Who wouldn’t want to open their mailbox and find a government grant check, payable to you, waiting there? The bigger question is whether you can get sufficiently motivated to assess your situation, make plans, learn what you need to, and take steps to do what it takes to get that government grant. (If you’re already my student, you know that I get you a hand with many of those.)

The key to getting the big payoff—whether it’s literally a payoff, or an intangible reward of another kind—is to establish and sustain the motivation that it takes to get there. Omar Periu, who is a motivational speaker, developed a list of 13 strategies that will help achieve that. We’ll take a quick look at them and see how they can relate to the goal of securing government grants.

  1. Condition your mind to think positive thoughts and avoid negativity. If you’re optimistic about your prospects of receiving a government grant, you’ll be motivated to do what it takes to achieve it. Sometimes, with government grants, there can be periods of nothing happening, then a big burst of a series of successes. Positive thoughts will get you through the dry spells.
  2. Condition your body because it takes physical energy to take action. Get your food and exercise regimens in place and follow them as you would a business plan.
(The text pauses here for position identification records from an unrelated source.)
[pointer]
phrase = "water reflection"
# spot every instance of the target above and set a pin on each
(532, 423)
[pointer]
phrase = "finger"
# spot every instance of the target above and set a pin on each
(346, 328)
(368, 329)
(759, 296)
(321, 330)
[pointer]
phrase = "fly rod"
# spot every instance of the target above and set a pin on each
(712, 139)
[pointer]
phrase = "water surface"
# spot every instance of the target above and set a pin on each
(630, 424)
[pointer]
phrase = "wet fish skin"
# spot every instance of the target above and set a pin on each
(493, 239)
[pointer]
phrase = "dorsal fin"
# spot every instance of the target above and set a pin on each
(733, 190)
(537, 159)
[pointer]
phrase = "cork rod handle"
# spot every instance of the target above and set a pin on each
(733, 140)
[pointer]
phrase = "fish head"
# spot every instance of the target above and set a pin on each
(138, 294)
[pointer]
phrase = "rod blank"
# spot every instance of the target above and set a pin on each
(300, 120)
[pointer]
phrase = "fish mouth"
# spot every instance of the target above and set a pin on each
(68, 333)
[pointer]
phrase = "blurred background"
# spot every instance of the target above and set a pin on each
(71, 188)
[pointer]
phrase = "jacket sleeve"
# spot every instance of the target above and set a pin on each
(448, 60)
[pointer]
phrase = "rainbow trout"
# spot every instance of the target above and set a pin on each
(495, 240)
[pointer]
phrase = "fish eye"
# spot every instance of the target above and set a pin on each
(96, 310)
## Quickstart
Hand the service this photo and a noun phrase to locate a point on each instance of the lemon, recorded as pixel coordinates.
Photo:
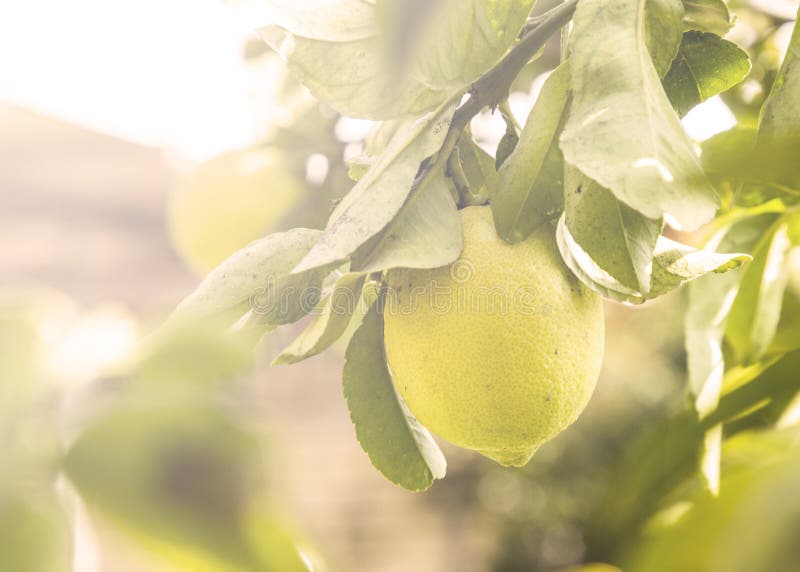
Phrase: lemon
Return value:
(499, 351)
(229, 201)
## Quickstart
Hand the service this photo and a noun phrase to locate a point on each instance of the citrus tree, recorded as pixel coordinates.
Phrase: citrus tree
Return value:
(468, 280)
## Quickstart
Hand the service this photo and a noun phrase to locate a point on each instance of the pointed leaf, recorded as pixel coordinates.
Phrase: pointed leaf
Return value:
(622, 131)
(339, 51)
(706, 65)
(619, 239)
(780, 114)
(381, 193)
(663, 28)
(398, 446)
(531, 181)
(754, 317)
(674, 264)
(331, 318)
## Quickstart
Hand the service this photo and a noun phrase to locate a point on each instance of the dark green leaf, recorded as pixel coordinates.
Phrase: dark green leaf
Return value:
(530, 187)
(398, 446)
(251, 279)
(674, 264)
(663, 29)
(756, 311)
(617, 238)
(706, 16)
(508, 142)
(622, 131)
(339, 51)
(374, 203)
(478, 167)
(780, 114)
(330, 320)
(705, 65)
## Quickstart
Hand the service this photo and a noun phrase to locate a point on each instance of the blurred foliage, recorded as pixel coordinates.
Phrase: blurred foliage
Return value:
(157, 447)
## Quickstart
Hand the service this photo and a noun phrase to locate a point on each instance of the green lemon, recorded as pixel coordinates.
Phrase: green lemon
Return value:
(229, 201)
(499, 351)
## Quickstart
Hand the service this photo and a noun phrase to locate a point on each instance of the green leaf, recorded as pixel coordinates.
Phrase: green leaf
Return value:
(780, 115)
(339, 51)
(662, 32)
(617, 238)
(382, 192)
(705, 65)
(530, 187)
(331, 318)
(398, 446)
(622, 131)
(252, 278)
(478, 168)
(765, 166)
(755, 313)
(706, 16)
(674, 264)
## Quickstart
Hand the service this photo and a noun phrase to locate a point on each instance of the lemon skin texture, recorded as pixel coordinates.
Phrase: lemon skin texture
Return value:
(228, 202)
(499, 351)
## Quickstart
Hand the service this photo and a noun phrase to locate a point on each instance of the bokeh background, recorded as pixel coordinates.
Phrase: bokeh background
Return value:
(109, 114)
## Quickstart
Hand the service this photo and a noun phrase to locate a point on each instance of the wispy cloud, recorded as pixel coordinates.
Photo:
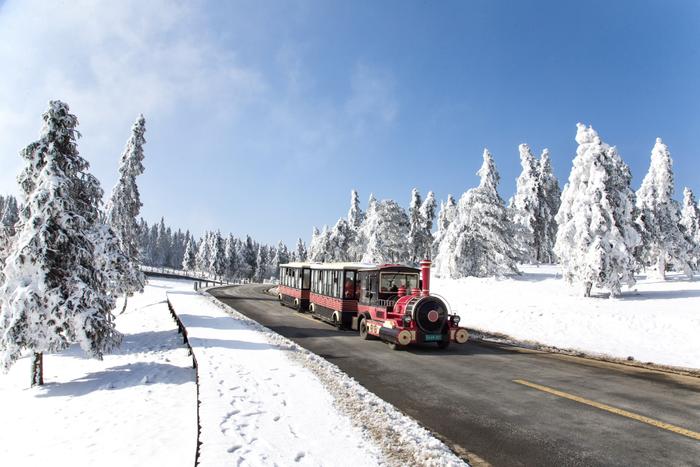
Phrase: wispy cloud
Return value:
(110, 61)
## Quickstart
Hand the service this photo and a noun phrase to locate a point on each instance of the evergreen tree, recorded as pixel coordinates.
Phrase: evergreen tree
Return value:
(525, 207)
(301, 253)
(249, 255)
(448, 212)
(282, 256)
(123, 208)
(478, 240)
(261, 262)
(217, 258)
(355, 214)
(657, 218)
(53, 292)
(387, 227)
(203, 259)
(189, 262)
(549, 200)
(596, 236)
(10, 215)
(340, 240)
(416, 232)
(690, 222)
(427, 212)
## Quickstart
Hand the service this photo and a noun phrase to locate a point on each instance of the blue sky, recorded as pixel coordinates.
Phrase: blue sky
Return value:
(262, 116)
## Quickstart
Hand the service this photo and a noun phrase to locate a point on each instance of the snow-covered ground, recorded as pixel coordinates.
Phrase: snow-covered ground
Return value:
(267, 401)
(136, 407)
(657, 321)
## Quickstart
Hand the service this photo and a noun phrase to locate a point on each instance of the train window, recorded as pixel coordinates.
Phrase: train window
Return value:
(390, 282)
(349, 285)
(306, 279)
Many of us know what it’s like to set goals, such as applying for government grants, but be too exhausted at the end of a workday to do anything but just vegetate. Take care of yourself, and your elevated energy level will enable you to do all you want, throughout your day.
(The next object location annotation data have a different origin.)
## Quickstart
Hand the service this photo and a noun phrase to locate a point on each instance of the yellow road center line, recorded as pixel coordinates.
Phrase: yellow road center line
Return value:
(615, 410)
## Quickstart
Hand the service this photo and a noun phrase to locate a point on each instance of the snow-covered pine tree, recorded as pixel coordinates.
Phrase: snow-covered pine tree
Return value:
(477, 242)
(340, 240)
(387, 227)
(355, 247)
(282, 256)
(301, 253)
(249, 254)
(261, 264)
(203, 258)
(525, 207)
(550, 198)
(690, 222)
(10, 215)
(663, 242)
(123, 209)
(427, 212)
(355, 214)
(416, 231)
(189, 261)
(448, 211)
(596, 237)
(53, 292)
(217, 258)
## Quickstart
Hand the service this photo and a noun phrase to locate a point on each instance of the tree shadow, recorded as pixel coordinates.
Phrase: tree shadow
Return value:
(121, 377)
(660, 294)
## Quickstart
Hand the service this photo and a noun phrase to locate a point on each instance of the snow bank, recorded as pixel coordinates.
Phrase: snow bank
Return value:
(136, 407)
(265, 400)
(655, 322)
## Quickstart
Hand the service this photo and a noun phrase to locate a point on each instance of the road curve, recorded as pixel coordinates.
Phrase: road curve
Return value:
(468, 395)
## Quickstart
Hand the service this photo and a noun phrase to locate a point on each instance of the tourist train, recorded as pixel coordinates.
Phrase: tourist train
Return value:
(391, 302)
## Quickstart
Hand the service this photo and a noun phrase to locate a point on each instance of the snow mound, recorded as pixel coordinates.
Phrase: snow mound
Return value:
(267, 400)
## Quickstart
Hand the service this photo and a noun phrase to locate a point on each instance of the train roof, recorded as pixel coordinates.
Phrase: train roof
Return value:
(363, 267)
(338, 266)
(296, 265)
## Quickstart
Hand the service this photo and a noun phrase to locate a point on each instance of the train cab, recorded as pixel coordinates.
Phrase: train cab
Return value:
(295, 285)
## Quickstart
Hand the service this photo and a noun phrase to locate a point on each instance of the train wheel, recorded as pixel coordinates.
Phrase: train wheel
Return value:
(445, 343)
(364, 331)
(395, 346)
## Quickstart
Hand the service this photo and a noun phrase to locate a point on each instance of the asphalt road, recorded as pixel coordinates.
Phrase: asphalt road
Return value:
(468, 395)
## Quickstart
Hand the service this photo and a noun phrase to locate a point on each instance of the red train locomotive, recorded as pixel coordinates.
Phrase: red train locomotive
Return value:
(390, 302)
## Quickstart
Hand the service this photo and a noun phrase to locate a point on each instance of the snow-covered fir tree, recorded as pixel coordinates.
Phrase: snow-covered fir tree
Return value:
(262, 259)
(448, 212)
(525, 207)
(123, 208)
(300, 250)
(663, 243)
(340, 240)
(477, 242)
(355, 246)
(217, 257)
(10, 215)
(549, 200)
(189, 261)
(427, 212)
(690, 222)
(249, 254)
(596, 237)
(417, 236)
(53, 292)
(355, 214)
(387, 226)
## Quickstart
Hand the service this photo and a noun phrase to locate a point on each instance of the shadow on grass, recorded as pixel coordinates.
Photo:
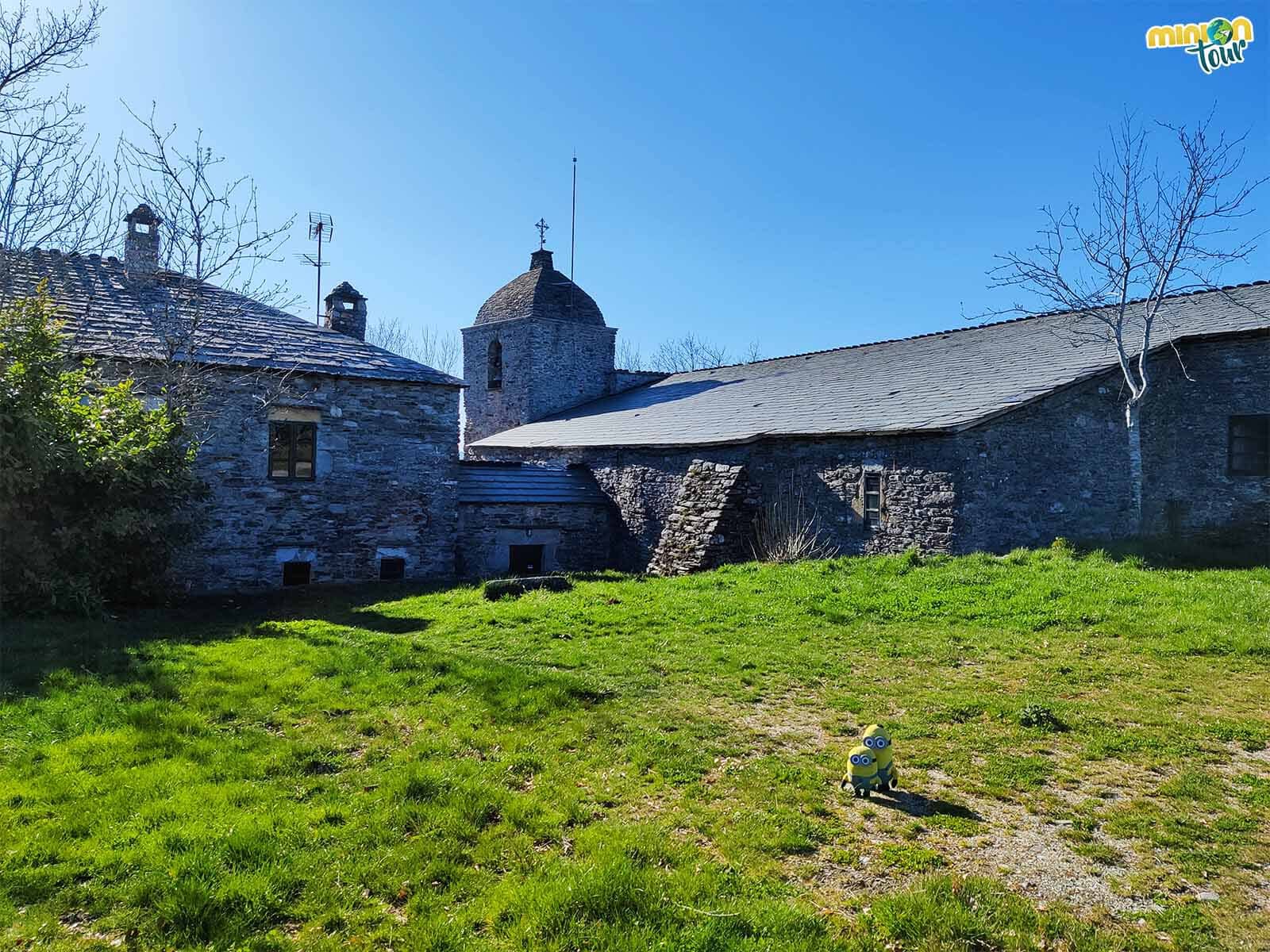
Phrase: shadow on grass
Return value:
(1203, 552)
(918, 805)
(35, 647)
  3. Avoid negative people, who will just drain your energy and waste your time. This is a big one to keep in mind in the area of government grants. Many of my current and prospective students have naysayers in their lives who try to convince them that they’d be better off not even trying to get government grants. Fortunately, I have a long list of true-life success stories of government grant recipients to help dispel those negative ideas.
  4. Seek out those who are similarly motivated. The effect is that the positive energy is infectious, you help each other, and there’s a synergistic effect. This is evident at my live seminars—the level of positive energy there is inspiring, especially when everyone hears from audience members who have gotten government grants already.
  5. Have goals, but remain flexible. Remember, achieving the goal is… well, the goal. Don’t get bogged down in following a set of steps that aren’t working for you. I tell my students that if one thing’s not working, to try another. Government grants are always changing, so you should be prepared to be flexible too.
  6. Act with a higher purpose. Any activity or action that doesn’t serve your higher goal is wasted effort, so why bother with it? When you’re applying for government grants, keep your higher purpose in mind. For instance, filling out paperwork for school grants is kind of tedious, but your higher purpose is probably a good education, a meaningful career, and a comfortable life.
  7. Take responsibility for your own results. If you blame or give the credit to luck, fate, or divine intervention, you’ll always have an excuse. Remember that quote from Thomas Jefferson: “I find that the harder I work, the more luck I seem to have.” Government grants go to those who are qualified, well-prepared, and ready to work. Luck is not the deciding factor.
  8. Stretch past your limits on a daily basis. On my office wall, I’ve posted right at eye level, “If you keep doing what you’ve always done, you’ll keep getting what you’ve always got.” Seeking government grants is new for you (and once was for me too), but take the plunge and give it a go.
  9. Don’t wait for perfection. Do it now! That’s not to say you shouldn’t strive for excellence, but if you hold out for perfection, you’ll be on the sidelines of life and won’t achieve a thing. I’ve seen some excellent government grant proposals, but no perfect ones, ever. Did they get funded? You bet they did.
  10. Embrace your failures. It’s little trite, but the best lessons really do spring from falling short. Once you understand how you can do better, success is within reach. Here’s a quick statistic: With government grant proposals, on the first attempt, some are funded, some not. On the second submission, the odds improve. If there’s a third time needed, the odds are dramatically in your favor that your government grant will be approved.
  11. Don’t take success too seriously. Success can breed tomorrow’s failure if you use it as an excuse to become complacent. The testimonials I especially love are the ones from my students who say, “Now that I know how easy it is to get government grants, this is only the beginning!” They’re the ones who really get it.
  12. Avoid weak goals. Goals are the soul of achievement, so skip “I’ll try” or “I hope to” and get straight to “I will” or “I must.” This isn’t just a philosophy, it’s also nuts-and-bolts instructions I give my students for their government grant proposals because wishy-washy stuff doesn’t succeed.
  13. Treat inaction as the only real failure. If you don’t take action, you fail by default and can’t even learn from the experience. Just get started and, as mentioned already, don’t try to be perfect and don’t fear failure. Your first draft will likely be bad and your initial ideas will later be replaced by better ones, but they serve the function of getting you off the starting block. If you get going now you’re that much closer to your goal of getting your first government grant.

You have it in you to get motivated and keep going. Keeping these tips in mind will help you every step along the way on your path to success.